Introduction to Flink via Flink SQL

Fabian Hueske (Ververica)
9:00am12:30pm Tuesday, March 26, 2019
Secondary topics:  Streaming, realtime analytics, and IoT
Average rating: *****
(5.00, 1 rating)

Who is this presentation for?

  • Data engineers

Level

Beginner

Prerequisite knowledge

  • A basic understanding of SQL and stream processing

Materials or downloads needed in advance

  • A laptop with Docker and an IDE (e.g., IntelliJ) installed

What you'll learn

  • Learn how to run SQL on streaming data

Description

As data processing becomes more real time, stream processing is becoming more important. Apache Flink makes it easier to build and manage stream processing applications. Flink’s new SQL interface is a great way to get started with Flink—and to build and maintain production applications.

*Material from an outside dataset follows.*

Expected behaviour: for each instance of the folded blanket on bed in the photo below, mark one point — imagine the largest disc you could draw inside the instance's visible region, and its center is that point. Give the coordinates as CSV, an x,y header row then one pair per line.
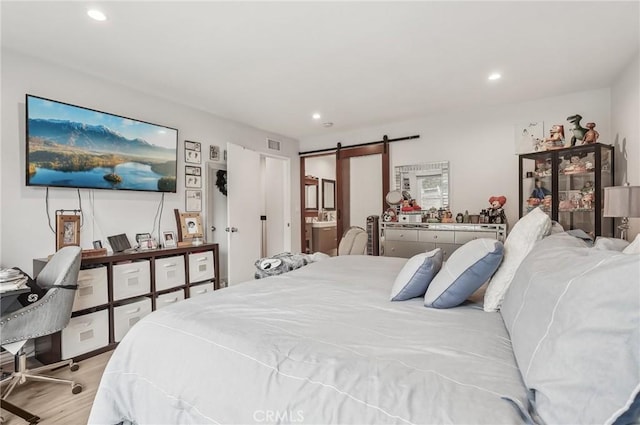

Fabian Hueske offers an overview of Apache Flink via the SQL interface, covering stream processing and Flink’s various modes of use. Then you’ll use Flink to run SQL queries on data streams and contrast this with the Flink DataStream API.

Outline:

Section 1

  • Survey of Apache Flink and its interfaces
  • Intro into SQL on Flink
  • Unified API for batch and streaming
  • Executing SQL queries on Flink
  • Documentation walkthrough

Section 2

  • Hands-on exercise: Setting up the SQL CLI client
  • Running the first queries
  • SQL on DataStreams
  • Tables, streams, and materialized views
  • Supported operations
  • Event time and processing time

Section 3

  • Hands-on exercise: Setting running queries on data streams
  • Windowed queries
  • Event time queries
  • Processing time queries
  • Materializing queries

Section 4

  • Flink APIs, internals, connectors, and UDFs
  • Table API and SQL
  • DataStream API
  • Hands-on exercise: Working with the DataStream API
Photo of Fabian Hueske

Fabian Hueske

Ververica

Fabian Hueske is a committer and PMC member of the Apache Flink project. He was one of the three original authors of the Stratosphere research system, from which Apache Flink was forked in 2014. Fabian is a cofounder of Ververica, a Berlin-based startup devoted to fostering Flink, where he works as a software engineer and contributes to Apache Flink. He holds a PhD in computer science from TU Berlin and is currently spending a lot of his time writing a book, Stream Processing with Apache Flink.